Working with Indianapolis Detective David Richards, Geyer began by contacting local real estate agents and asking if they rented a house to a man matching Holmes’ description between the 1st and 15th of October. He also called on the newspapers for their assistance to ask their readers if they had rented a house to Holmes under these circumstances. Geyer and Richards followed nearly 900 leads over the next month, without any success.
On August 26, Geyer was sitting in the lobby of the Spencer House feeling a little down when an insurance investigator suggested he expand the search to some of the little towns outside the city. Geyer started for Irvington at 9 the next morning, and within an hour had found a real estate agent who had rented a house to a man who looked like Holmes. He directed the detectives to the house, where Howard Pitzel’s trunk was found under the porch.
Because the cellar floor was undisturbed, the detectives surmised that Howard’s remain were likely buried outside. Searching the barn, the detectives found a large stove that appeared to be stained with blood. They started digging behind the barn, and soon a crowd of several hundred people gathered, hindering the investigation. Since it was almost nightfall, Geyer decided to call off the search for the day and resume the next morning.
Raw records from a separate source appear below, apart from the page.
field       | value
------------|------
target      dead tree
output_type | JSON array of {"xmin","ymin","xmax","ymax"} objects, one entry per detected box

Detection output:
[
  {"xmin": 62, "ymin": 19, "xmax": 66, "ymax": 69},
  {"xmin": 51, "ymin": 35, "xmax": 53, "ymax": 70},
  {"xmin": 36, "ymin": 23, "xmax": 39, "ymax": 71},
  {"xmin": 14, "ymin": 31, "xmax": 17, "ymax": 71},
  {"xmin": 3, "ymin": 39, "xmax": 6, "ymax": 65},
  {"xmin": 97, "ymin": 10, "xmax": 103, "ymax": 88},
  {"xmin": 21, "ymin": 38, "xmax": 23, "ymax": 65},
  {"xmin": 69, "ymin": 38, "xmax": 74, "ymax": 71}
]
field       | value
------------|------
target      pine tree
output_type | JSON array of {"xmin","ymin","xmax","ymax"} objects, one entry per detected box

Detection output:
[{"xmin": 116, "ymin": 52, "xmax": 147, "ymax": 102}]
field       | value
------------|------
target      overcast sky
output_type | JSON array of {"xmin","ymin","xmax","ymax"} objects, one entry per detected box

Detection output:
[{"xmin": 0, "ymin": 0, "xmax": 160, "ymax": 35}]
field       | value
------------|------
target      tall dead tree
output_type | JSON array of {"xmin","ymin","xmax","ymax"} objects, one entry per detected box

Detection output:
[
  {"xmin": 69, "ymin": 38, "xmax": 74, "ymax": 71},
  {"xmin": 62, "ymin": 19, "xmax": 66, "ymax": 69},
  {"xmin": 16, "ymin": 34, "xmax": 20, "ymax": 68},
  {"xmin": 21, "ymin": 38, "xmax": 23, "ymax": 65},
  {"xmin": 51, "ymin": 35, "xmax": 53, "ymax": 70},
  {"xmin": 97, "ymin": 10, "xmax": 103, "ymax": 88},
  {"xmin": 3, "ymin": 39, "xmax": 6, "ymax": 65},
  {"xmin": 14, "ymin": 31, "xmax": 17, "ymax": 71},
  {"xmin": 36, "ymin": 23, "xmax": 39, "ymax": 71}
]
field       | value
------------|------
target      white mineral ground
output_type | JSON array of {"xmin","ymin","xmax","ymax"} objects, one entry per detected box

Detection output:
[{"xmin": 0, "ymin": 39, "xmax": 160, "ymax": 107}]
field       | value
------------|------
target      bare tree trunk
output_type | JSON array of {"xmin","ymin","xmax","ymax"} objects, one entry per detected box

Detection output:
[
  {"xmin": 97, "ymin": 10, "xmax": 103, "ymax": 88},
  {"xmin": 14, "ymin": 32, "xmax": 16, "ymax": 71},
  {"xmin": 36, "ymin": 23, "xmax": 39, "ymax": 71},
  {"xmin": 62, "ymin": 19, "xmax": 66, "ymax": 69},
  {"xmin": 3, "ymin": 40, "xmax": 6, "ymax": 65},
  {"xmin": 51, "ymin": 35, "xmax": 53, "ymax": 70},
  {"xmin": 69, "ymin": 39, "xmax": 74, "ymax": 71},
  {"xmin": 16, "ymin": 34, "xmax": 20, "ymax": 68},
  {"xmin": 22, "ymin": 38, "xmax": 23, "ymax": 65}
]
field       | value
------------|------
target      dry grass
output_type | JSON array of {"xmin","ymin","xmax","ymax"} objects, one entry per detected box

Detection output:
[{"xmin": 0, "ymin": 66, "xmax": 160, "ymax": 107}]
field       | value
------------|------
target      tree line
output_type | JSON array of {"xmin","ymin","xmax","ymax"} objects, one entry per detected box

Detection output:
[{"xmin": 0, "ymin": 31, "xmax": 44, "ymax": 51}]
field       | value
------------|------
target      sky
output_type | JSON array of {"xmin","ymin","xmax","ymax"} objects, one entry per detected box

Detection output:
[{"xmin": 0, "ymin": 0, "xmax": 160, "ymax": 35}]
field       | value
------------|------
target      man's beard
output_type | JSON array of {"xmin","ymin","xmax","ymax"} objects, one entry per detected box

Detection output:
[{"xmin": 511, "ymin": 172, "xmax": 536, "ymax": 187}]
After the detectives left the house on August 27, three small boys — Walter Jenney, Oscar Kettenbach, and George L. Brown—decided to play detective. They looked under the porch, in the attic and around the backyard for a few minutes, and then headed down to the cellar where they saw a brick flue.
“Let’s look in here,” Jenney said, as he rammed his hand into one of the flue’s openings. He pulled out a handful of chimney debris and saw charred pieces of bone. The boys ran to get Dr. Barnhill, the owner of the house, who confirmed their suspicions. Barnhill took the boys’ gruesome discovery to the offices of The Indianapolis News, where reporters quickly summoned Geyer. The detectives then headed back to the Irvington house, where further investigation of the chimney yielded child-size teeth and other conclusive proof that Howard Pitzel had finally been found.
Elsewhere in Irvington that evening, H. N. Goe was having a festive lawn party, replete with Chinese lanterns. After the newsboys reached Goe’s house with the special edition featuring the discovery of Howard’s remains, the guests grabbed lanterns and marched over to the scene of the crime. Although the detectives had gone home for the evening, there were many particles of bone remaining in the cellar. Some of the young men carried them away as souvenirs.
H. H. Holmes was convicted of four counts of murder in the first degree. After his conviction, he confessed to 27 murders, although based on the number of women who went missing during the 1893 World’s Fair, some believe that the body count could be as high as 200. He was executed by hanging on May 7, 1896.
In the years following Holmes’ execution, stories surfaced of a Holmes’ curse. Shortly after Holmes’ body was buried, one of the main trial witnesses suddenly dropped dead from blood poisoning. The trial judge and coroner were soon stricken with deadly illnesses, and the prison superintendent committed suicide. A priest who had prayed with Holmes before his execution was beaten to death, and the jury foreman was electrocuted in a strange accident involving electrical wires above his house.
When another member of the jury committed suicide in March 1912, The Indianapolis News contacted Detective Richards for his view of the so-called Holmes’ curse. Richards had since retired from the Indianapolis Police Department but was still well-known in town for the role he played in solving the murder of little Howard Pitzel.
“I have to laugh at that story every time I hear it,” Richards told the News in 1912. Ten years later, Richards died in a local hospital after doctors amputated his foot due to freak complications from a bullet wound he had suffered 25 years earlier.